Indirectamente San Lucas nos deja ver esta
indiferencia de parte de los judíos contra los samaritanos. Cuando Jesús le pregunta al doctor de la ley:
“¿cuál de estos tres se hizo el prójimo
del hombre que cayó en manos de los salteadores? El maestro de la Ley contestó: ‘El que se
mostró compasivo con él’” (Lc. 10, 36–37).
No le respondió “el samaritano fue
el prójimo” sino más bien lo nombro por la acción que llevo a cabo “El que se mostró compasivo con él.” A pesar de esta diferencia
(religiosa-cultural) este maestro de la ley tuvo que reconocer la obra de
misericordia que el samaritano había realizado por el hombre herido.

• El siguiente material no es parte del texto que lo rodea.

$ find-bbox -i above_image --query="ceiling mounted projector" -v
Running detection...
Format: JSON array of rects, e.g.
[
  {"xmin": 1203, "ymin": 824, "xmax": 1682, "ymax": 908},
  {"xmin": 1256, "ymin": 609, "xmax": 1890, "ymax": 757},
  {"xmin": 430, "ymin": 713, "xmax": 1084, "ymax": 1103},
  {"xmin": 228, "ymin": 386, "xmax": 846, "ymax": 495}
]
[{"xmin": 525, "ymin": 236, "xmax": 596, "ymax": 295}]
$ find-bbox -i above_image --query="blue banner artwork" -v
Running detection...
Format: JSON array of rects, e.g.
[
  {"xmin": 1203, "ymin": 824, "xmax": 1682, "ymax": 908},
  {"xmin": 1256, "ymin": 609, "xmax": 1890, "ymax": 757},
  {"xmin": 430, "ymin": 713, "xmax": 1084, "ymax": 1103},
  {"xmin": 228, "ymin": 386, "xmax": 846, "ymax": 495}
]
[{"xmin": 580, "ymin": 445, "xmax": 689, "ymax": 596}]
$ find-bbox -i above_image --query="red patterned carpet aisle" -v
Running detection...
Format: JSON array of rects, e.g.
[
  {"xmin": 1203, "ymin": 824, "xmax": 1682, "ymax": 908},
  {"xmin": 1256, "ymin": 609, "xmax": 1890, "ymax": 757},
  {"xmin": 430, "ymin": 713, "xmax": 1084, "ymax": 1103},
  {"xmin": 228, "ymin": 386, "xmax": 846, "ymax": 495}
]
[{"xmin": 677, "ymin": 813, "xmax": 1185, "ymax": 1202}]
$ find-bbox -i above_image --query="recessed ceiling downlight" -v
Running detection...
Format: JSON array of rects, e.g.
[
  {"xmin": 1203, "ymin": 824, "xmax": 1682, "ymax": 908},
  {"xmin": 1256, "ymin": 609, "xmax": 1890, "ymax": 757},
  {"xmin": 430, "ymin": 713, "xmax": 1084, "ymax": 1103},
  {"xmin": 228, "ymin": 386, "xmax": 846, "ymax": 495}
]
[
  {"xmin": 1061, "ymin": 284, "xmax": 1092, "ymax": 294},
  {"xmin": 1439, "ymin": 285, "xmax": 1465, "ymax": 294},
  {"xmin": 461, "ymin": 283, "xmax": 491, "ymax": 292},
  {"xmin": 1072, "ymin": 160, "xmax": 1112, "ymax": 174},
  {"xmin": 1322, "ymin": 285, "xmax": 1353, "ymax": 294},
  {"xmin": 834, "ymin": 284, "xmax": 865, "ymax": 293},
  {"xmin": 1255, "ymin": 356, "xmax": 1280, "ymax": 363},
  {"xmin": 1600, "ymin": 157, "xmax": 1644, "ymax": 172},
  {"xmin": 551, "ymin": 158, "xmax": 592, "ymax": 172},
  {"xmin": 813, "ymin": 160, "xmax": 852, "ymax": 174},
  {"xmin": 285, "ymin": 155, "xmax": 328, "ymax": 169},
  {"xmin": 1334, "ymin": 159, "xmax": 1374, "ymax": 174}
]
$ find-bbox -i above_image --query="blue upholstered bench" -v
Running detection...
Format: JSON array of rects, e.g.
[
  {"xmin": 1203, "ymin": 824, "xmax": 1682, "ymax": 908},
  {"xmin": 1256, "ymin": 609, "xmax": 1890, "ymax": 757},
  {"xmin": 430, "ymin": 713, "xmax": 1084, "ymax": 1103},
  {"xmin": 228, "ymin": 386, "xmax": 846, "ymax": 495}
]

Esta parábola nos enseña que la diferencias
de grupos especialmente al menospreciar a otros por su nación, condición social
y como se dice muy justamente, ni por diferencia en sexo, es en todo sentido de
la palabra es anticristiano o está en contra de las enseñanzas cristianas. San Juan Pablo II (quien será canonizado con
toda probabilidad, antes de fin de año) solía decir: “todo hombre es mi hermano.”
En similar forma Santo Domingo de Guzmán (fundador de la Orden de los
Predicadores o los Dominicos como es conocida) decía: “no puedo estudiar sobre pieles muertas, mientras los hombres, mis
hermanos, se mueren de hambre.” De
esta forma podemos entender que la santidad (la-mejor-versión-
de-nosotros-mismos) a la cual todos los bautizados somos llamados no es vivir
de forma estéril e ineficaz. Por el
contrario la santidad implica vivir reconociendo y actuando bondadosa y
benévolamente en favor de los más necesitados.
La santidad es como el “verbo”
que lleva la acción de la oración. Es
por eso que el verdadero “buen
samaritano(a)” debe de estar consciente que la vida del cristiano es vivir
en santidad por ende que es vida en el
amor (caridad = amor hecho acción) a Dios y al prójimo. Como nos dice Santiago en su carta que hay
que demostrar la fe con nuestras acciones.
Esas acciones por las cuales demostramos nuestra fe es el amor puesto en
práctica.
Demos gracias a Padre, porque no andamos
solos por la vida, ni marchamos a la deriva, perdidos en la niebla del
aislamiento o la soledad que nos empobrece. Su presencia constante a nuestro lado,
presencia palpable y sensible en su Hijo hecho carne por nosotros y para
nuestra salvación. Esa presencia se
hace actual y presente por tantos samaritanos y samaritanas que nos estrechan
en sus brazos de amor. Un amor que está
comprometido bautismalmente y que
arduamente siguen las huellas de Cristo.
Estos y estas saben cambiar desinteresadamente el camino de sus vidas
para ofrecer sus servicios a los necesitados.
La pregunta (para reflexionar en oración personal quizás en casa) ¿entre
estos (y estas) buenos samaritanos(as) estamos tu y yo?